Jesús entonces «sale» de su pueblo, huyendo de las insidias de quienes tienen todas las intenciones de despeñarlo.
Se fue «a otro lugar», como Elías y Eliseo, a buscar, quizás entre los paganos, esa fe que escasea entre los «suyos». Va a otra parte, hacia otros, los irregulares, los excluidos, los que no tienen derecho.
Así le han echado fuera, mientras deberían haber salido fuera con él.
En el fondo, había venido a Nazaret no para quedarse, sino para hacer que sus habitantes saliesen de sus confines sofocantes de presunción.
Es la tentación siempre actual para las personas religiosas: aprisionar a Cristo, secuestrarlo, cerrarlo dentro de los propios esquemas, doblegarlo a los propios proyectos.
Por el contrario, es necesario salir fuera, caminar con él, seguir sus itinerarios imprevisibles.
Jesús siempre funda Nazaret en otra parte.
El pueblo de Jesús no es aquel en el que nosotros nos situamos, sino donde él está.
«Pero Jesús se abrió paso en medio de ellos y se alejaba».
Jesús pasa siempre a través de nuestras resistencias, nuestros rechazos, nuestras pequeñeces. No nos hagamos ilusiones de que lo vamos a detener, y que está a la espera.
Siempre está más adelante. Nuestras barreras no logran pararlo, ni hacerlo volver atrás, en todo caso lo empujan hacia adelante...
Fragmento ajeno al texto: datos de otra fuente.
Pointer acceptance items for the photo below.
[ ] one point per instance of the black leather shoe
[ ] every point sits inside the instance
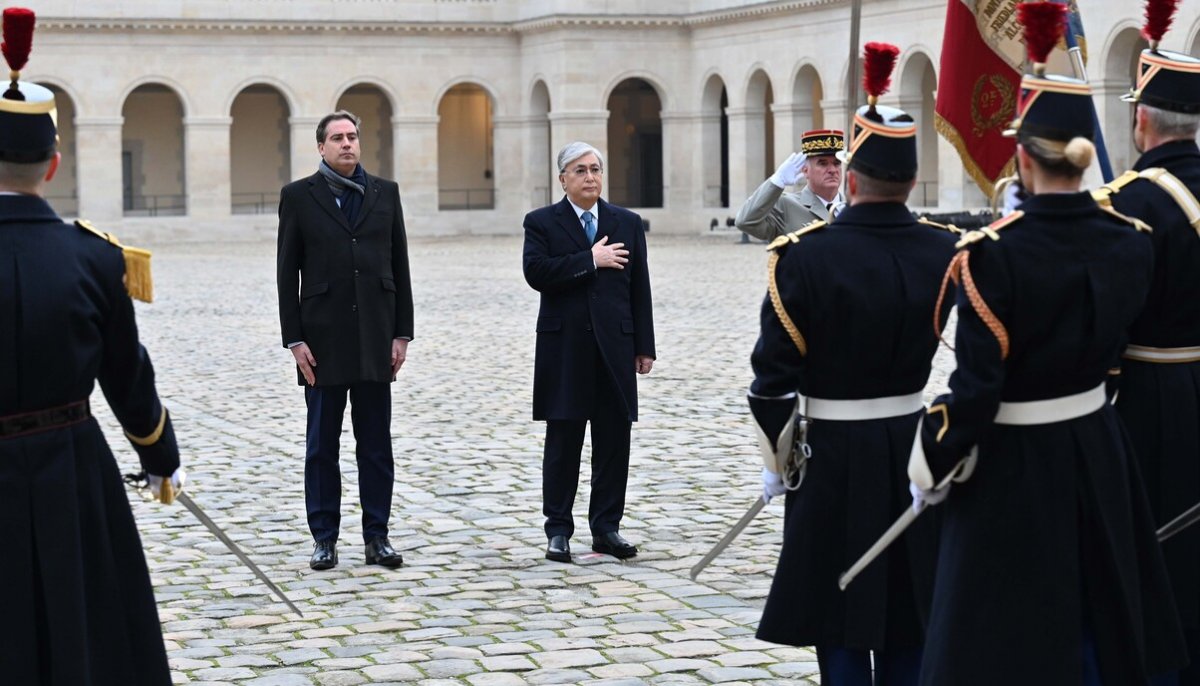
(559, 549)
(324, 555)
(379, 552)
(611, 543)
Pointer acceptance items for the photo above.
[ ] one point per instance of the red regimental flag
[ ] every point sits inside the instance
(977, 89)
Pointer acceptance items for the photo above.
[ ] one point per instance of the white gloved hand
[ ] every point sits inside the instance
(789, 173)
(772, 485)
(163, 489)
(931, 497)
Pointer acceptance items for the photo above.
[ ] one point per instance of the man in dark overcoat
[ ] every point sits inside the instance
(595, 330)
(1159, 380)
(845, 328)
(346, 310)
(78, 606)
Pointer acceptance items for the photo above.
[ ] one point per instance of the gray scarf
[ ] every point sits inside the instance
(337, 184)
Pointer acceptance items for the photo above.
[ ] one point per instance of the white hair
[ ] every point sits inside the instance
(1173, 124)
(573, 151)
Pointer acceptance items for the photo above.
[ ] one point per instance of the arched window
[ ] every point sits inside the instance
(634, 169)
(259, 150)
(465, 150)
(153, 173)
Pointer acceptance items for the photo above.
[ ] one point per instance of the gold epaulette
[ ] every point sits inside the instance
(989, 232)
(1133, 221)
(777, 301)
(138, 282)
(929, 222)
(786, 239)
(1104, 193)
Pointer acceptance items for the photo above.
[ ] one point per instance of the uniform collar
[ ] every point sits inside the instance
(1167, 152)
(876, 214)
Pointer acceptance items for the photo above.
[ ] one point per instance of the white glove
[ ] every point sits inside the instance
(772, 485)
(789, 173)
(921, 498)
(163, 489)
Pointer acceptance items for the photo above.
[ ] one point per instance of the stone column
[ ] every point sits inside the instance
(747, 155)
(415, 144)
(207, 167)
(508, 167)
(682, 187)
(304, 145)
(99, 168)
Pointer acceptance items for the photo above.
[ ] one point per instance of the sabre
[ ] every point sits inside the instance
(729, 537)
(886, 540)
(139, 481)
(1180, 523)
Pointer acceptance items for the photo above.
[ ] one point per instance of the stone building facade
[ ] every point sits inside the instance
(191, 114)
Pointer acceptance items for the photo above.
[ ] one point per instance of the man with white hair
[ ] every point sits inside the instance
(1159, 377)
(771, 211)
(595, 329)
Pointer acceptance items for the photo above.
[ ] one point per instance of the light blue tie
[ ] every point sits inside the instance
(589, 226)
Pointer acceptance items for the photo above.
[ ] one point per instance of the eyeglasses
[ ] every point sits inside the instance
(582, 172)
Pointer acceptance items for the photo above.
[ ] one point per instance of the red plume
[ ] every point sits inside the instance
(18, 36)
(879, 60)
(1159, 14)
(1043, 23)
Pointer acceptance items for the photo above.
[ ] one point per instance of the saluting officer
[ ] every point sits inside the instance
(1048, 567)
(845, 326)
(771, 211)
(1159, 381)
(78, 602)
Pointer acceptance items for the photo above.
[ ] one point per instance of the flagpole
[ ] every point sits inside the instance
(856, 16)
(1077, 60)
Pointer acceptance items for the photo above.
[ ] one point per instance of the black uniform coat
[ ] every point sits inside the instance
(586, 312)
(355, 295)
(78, 608)
(861, 293)
(1161, 403)
(1053, 530)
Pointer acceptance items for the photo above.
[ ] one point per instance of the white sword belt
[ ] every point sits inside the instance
(1051, 410)
(863, 409)
(1162, 355)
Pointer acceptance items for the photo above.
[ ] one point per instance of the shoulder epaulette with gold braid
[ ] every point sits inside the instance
(775, 246)
(138, 282)
(1167, 181)
(1133, 221)
(989, 232)
(929, 222)
(1104, 193)
(787, 239)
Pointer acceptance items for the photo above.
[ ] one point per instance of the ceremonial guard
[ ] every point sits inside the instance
(1159, 381)
(845, 337)
(1048, 569)
(772, 211)
(78, 603)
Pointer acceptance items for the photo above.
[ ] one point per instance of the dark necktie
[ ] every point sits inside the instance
(589, 226)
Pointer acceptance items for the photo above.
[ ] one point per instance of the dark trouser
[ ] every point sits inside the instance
(847, 667)
(610, 464)
(371, 419)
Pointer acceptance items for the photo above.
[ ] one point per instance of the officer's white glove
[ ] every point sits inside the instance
(772, 485)
(165, 489)
(931, 497)
(789, 173)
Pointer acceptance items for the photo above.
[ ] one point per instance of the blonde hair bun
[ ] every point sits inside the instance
(1080, 152)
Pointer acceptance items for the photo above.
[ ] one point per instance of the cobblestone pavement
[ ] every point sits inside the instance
(475, 601)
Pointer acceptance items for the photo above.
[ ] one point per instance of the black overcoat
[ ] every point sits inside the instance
(345, 290)
(1161, 403)
(861, 293)
(586, 312)
(1051, 531)
(77, 596)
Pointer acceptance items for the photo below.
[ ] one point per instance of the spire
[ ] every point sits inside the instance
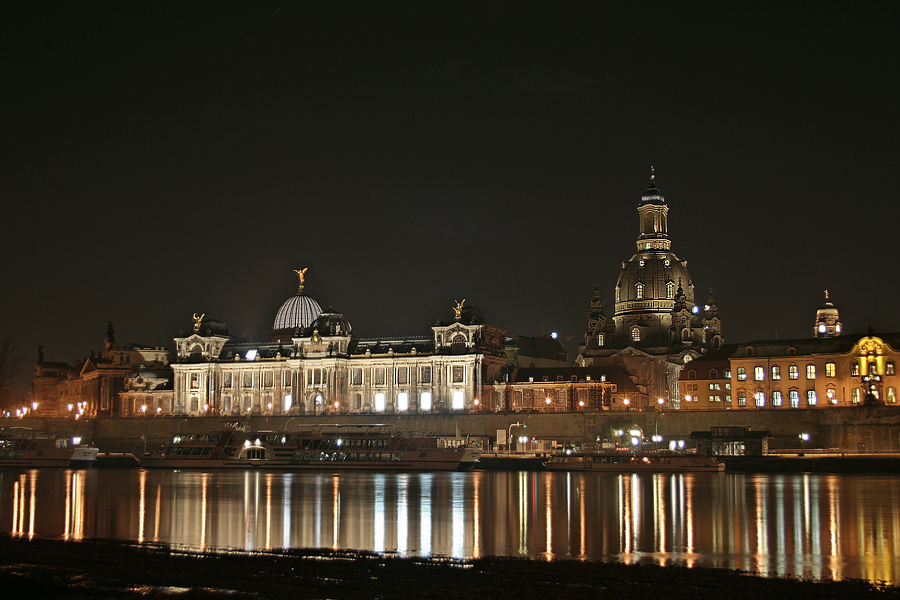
(828, 319)
(301, 276)
(110, 340)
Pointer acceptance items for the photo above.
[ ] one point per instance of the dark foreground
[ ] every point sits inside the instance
(108, 569)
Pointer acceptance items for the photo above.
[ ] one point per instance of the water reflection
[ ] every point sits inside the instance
(827, 526)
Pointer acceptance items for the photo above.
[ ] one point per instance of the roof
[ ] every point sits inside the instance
(611, 373)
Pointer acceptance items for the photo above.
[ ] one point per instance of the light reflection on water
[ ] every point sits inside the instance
(822, 526)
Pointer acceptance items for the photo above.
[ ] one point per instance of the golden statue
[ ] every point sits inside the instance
(458, 308)
(301, 275)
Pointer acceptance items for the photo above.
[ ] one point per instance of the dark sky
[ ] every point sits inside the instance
(165, 159)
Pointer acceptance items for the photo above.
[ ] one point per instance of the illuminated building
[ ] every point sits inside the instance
(94, 387)
(823, 371)
(313, 364)
(816, 373)
(567, 389)
(656, 326)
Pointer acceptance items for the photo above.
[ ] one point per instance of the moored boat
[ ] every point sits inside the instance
(24, 448)
(626, 462)
(361, 447)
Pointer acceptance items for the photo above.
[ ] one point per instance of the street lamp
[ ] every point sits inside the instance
(509, 434)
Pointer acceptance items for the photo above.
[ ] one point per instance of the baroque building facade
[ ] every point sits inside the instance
(313, 364)
(97, 386)
(656, 326)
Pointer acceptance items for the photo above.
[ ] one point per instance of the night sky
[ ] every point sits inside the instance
(165, 159)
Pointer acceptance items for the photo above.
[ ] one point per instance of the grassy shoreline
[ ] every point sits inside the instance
(49, 568)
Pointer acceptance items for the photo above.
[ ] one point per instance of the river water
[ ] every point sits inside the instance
(809, 525)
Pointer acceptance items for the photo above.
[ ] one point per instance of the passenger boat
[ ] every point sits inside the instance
(23, 448)
(626, 462)
(338, 447)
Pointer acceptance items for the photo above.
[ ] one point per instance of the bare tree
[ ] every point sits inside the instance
(12, 361)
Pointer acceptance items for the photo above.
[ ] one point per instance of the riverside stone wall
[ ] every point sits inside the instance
(846, 429)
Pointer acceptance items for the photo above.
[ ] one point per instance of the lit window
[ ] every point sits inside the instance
(776, 398)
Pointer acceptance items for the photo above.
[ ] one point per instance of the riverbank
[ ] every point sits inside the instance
(118, 570)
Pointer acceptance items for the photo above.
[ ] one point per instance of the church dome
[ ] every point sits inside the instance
(298, 312)
(653, 275)
(330, 323)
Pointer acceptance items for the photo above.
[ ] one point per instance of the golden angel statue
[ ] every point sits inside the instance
(301, 275)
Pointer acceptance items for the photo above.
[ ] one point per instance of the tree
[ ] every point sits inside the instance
(12, 361)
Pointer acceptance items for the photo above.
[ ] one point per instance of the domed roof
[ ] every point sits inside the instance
(331, 323)
(298, 312)
(653, 195)
(657, 273)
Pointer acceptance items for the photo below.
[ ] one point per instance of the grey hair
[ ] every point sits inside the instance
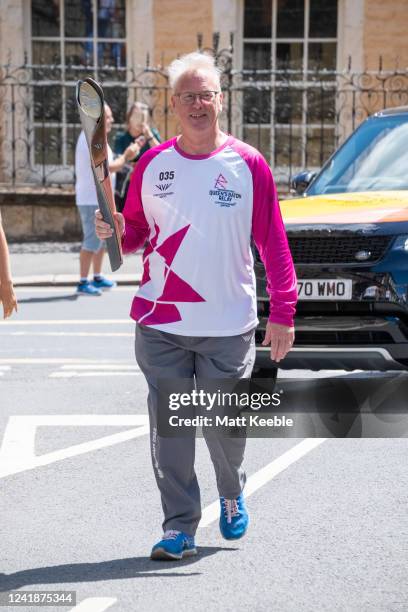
(192, 62)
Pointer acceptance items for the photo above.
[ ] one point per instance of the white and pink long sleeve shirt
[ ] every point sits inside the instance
(198, 214)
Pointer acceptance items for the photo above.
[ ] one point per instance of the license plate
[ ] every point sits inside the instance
(325, 289)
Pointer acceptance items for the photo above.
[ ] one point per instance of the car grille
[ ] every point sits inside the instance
(334, 249)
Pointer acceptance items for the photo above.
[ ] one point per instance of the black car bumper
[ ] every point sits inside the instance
(367, 332)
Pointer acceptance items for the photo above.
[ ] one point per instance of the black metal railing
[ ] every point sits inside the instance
(297, 119)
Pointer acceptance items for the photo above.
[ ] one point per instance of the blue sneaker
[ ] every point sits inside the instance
(174, 545)
(103, 283)
(88, 289)
(234, 518)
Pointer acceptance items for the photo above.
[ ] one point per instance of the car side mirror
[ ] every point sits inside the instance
(301, 181)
Así pues, si la palabra de Jeremías viene «de otra parte», la de Jesús lleva «a otra parte». En ambos casos, es una palabra que no se deja confiscar por nuestros deseos mezquinos, por nuestras pretensiones ciertamente no desinteresadas.
También Pablo, en su famoso «himno a la caridad», nos habla de «otro lugar».
La caridad constituye precisamente la otra parte respecto a nuestras aspiraciones, costumbres, valores corrientes.
Sin la caridad, todo lo que tenemos, todo lo que somos y hacemos, también en el campo religioso (se confrontan precisamente los dones de la profecía, de las lenguas, incluso la fe, el martirio...) no cuenta nada. No tiene peso, consistencia («soy como un bronce que suena...»).
No es posible comentar toda la página, verdaderamente estupenda. Pero no está prohibido leerla y meditarla a solas... por cuenta propia... Me limito a dos afirmaciones:
«El amor no acaba nunca»
«la mayor es la caridad».
La caridad es lo que queda, cuando el resto (que de todos modos es pequeño, irrelevante en su comparación) se desvanece, traiciona, se debilita.
¡Qué examen de conciencia angustioso para nuestra escala de valores!
A ver, ¿a quién no le ha pasado por la cabeza decir «el dinero es todo», «sin dinero no vales nada», «el dinero es lo que cuenta», «con el dinero se consigue todo»?...
Intentemos sustituir «dinero» por «amor». Y repitamos esas frases. A poder ser sin enrojecer.